All Products
Search
Document Center

AnalyticDB:Use the High-performance Edition of Apache Spark based confidential engine

Last Updated:Jan 20, 2026

The High-performance Edition of the Apache Spark based confidential compute engine on AnalyticDB for MySQL builds on the capabilities of the Basic Edition. It supports the Parquet modular encryption feature and is compatible with compute engines such as the community editions of Spark, Hadoop, and Hive. This edition ensures secure data transmission and storage and improves data processing efficiency. This topic describes how to use the High-performance Edition of the Apache Spark based confidential compute engine to encrypt data and perform SQL queries on ciphertext tables.

Prerequisites

Data preparation

The data file that you want to encrypt must be in the Parquet format. To complete the following steps, you can download the Spark confidential computing sample data.

Procedure

You can encrypt plaintext data in the AnalyticDB for MySQL console or using an encryption tool. If the data that you want to encrypt is stored on an on-premises device, you can use an encryption tool to encrypt the data. If the data is stored in a cloud database, you can encrypt the data in the AnalyticDB for MySQL console. The encryption methods involve different operations:

  • Encrypt data in the console: Upload plaintext data to OSS, and then encrypt it.

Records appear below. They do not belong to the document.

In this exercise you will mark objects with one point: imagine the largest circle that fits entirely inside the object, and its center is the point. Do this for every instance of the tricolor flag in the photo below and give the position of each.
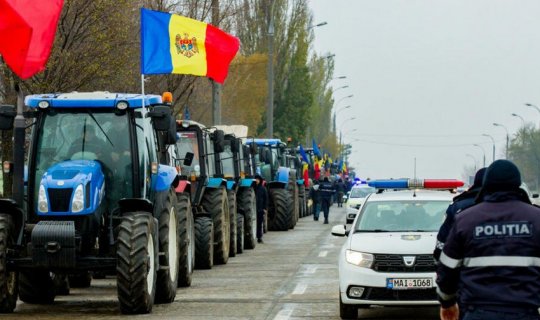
(27, 29)
(172, 43)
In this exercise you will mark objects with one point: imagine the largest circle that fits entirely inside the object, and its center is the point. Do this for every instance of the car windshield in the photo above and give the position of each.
(402, 216)
(361, 192)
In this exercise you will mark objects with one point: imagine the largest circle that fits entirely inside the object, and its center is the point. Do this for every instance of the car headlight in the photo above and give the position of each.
(43, 203)
(360, 259)
(77, 204)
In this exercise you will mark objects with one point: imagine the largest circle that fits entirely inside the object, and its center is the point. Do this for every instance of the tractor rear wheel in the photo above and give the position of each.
(279, 213)
(248, 206)
(8, 279)
(186, 231)
(204, 243)
(231, 198)
(137, 262)
(215, 203)
(167, 278)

  • Encrypt data using an encryption tool: Encrypt data locally, and then upload the ciphertext to OSS.

Encrypt data and create a ciphertext table in the console

  1. Upload the plaintext data from the Data preparation section to an OSS bucket. This example uses oss://testBucketName/adb/Spark/customer. For more information, see Simple upload.

  2. Log on to the AnalyticDB for MySQL console. In the upper-left corner of the console, select a region. In the left-side navigation pane, click Clusters. Find the cluster that you want to manage and click the cluster ID.

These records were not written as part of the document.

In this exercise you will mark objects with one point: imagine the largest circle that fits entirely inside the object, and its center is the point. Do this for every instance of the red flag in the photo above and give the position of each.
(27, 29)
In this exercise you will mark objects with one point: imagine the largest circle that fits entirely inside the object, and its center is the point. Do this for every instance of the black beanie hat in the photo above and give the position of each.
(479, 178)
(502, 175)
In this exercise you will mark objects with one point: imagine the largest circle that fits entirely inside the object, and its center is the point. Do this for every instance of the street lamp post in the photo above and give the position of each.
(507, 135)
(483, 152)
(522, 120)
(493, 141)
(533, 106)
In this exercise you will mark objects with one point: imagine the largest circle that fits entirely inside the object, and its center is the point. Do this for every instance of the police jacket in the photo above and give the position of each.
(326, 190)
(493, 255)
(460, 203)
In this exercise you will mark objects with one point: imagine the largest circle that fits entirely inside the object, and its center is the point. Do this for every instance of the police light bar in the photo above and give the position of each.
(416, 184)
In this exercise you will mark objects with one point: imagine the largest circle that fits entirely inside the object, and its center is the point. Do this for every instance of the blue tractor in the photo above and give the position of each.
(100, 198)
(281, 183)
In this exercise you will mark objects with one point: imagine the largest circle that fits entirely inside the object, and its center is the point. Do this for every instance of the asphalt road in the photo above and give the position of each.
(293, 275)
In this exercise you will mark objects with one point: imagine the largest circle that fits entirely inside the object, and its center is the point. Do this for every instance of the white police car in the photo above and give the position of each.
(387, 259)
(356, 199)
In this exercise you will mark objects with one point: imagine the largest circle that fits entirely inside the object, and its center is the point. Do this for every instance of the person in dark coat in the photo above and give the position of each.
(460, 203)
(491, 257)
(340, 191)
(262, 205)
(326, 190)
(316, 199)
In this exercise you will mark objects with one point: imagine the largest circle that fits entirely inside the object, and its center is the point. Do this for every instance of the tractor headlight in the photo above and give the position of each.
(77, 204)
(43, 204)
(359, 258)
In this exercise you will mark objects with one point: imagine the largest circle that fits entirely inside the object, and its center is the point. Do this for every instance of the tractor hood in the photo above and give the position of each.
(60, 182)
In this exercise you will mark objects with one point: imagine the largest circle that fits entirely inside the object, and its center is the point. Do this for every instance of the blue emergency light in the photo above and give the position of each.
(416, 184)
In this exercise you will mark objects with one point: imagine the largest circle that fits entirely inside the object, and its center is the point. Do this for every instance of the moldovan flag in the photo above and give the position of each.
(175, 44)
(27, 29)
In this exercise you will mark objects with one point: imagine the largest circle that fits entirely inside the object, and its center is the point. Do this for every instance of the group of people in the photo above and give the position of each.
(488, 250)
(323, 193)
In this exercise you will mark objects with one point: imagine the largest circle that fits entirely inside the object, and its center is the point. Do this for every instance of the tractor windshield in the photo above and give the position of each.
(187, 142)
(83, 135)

  3. In the navigation pane on the left, choose Job Development > SQL Development.

  4. In the SQLConsole window, select the Spark engine and a job resource group.

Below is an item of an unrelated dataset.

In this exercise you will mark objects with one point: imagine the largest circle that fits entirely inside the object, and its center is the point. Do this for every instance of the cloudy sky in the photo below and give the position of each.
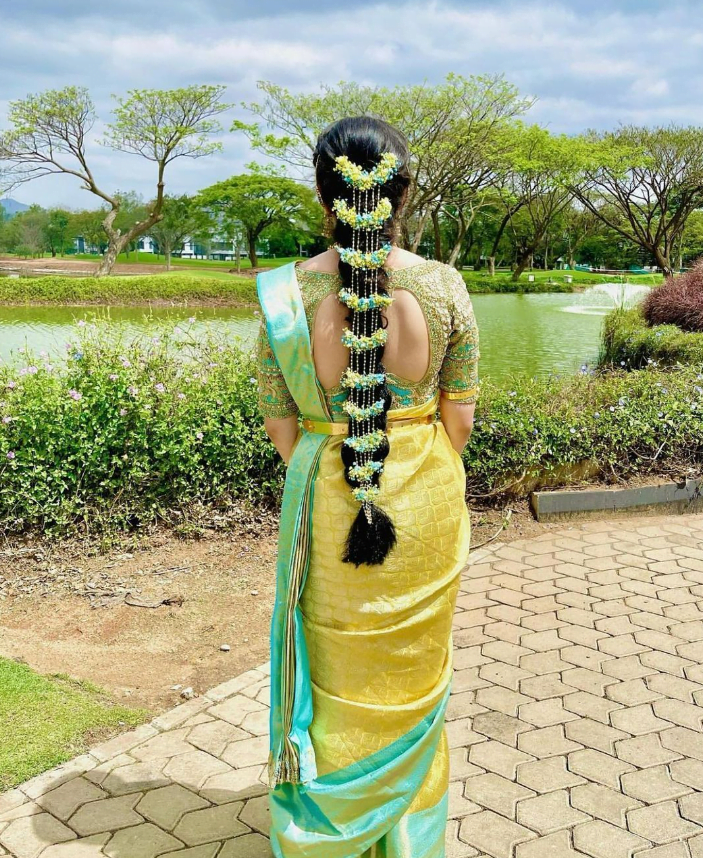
(589, 63)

  5. Execute the following statements to create a ciphertext table.

    1. Enable confidential computing, set the customer master keys, and create a database.

      -- Enable native computing.
      SET spark.adb.native.enabled=true;
      -- Configure resources.
      SET spark.driver.resourceSpec=medium;
      SET spark.executor.instances=2;
      SET spark.executor.resourceSpec=medium;
      SET spark.app.name=Spark SQL Encryption Test;
      -- Enable ciphertext read and write, and set the list of master keys, KMS Client, and CryptoFactory. After this is enabled, the engine supports both plaintext and ciphertext.
      SET spark.hadoop.parquet.encryption.key.list=kf:MDEyMzQ1Njc4OTAxMjM0****,kc1:bvCDwqcOJGSdZSEMLjfk****,kc2:kflI/sq+uf50Qhl1MmtG****;
      SET spark.hadoop.parquet.encryption.kms.client.class=io.glutenproject.encryption.InMemoryKMS;
      SET spark.hadoop.parquet.crypto.factory.class=org.apache.parquet.crypto.keytools.PropertiesDrivenCryptoFactory;
      -- Create a database.
      CREATE database IF NOT EXISTS adb_external_db;

      Parameter description:

      Parameter

      Description

      spark.hadoop.parquet.encryption.key.list

      The list of customer master keys (CMKs). A CMK corresponds to a key ID. Separate multiple CMKs with commas (,). Separate each key ID and CMK with a colon (:). Format: <Key ID 1>:<Base64-encoded CMK 1>,<Key ID 2>:<Base64-encoded CMK 2>. For more information, see Introduction to keys.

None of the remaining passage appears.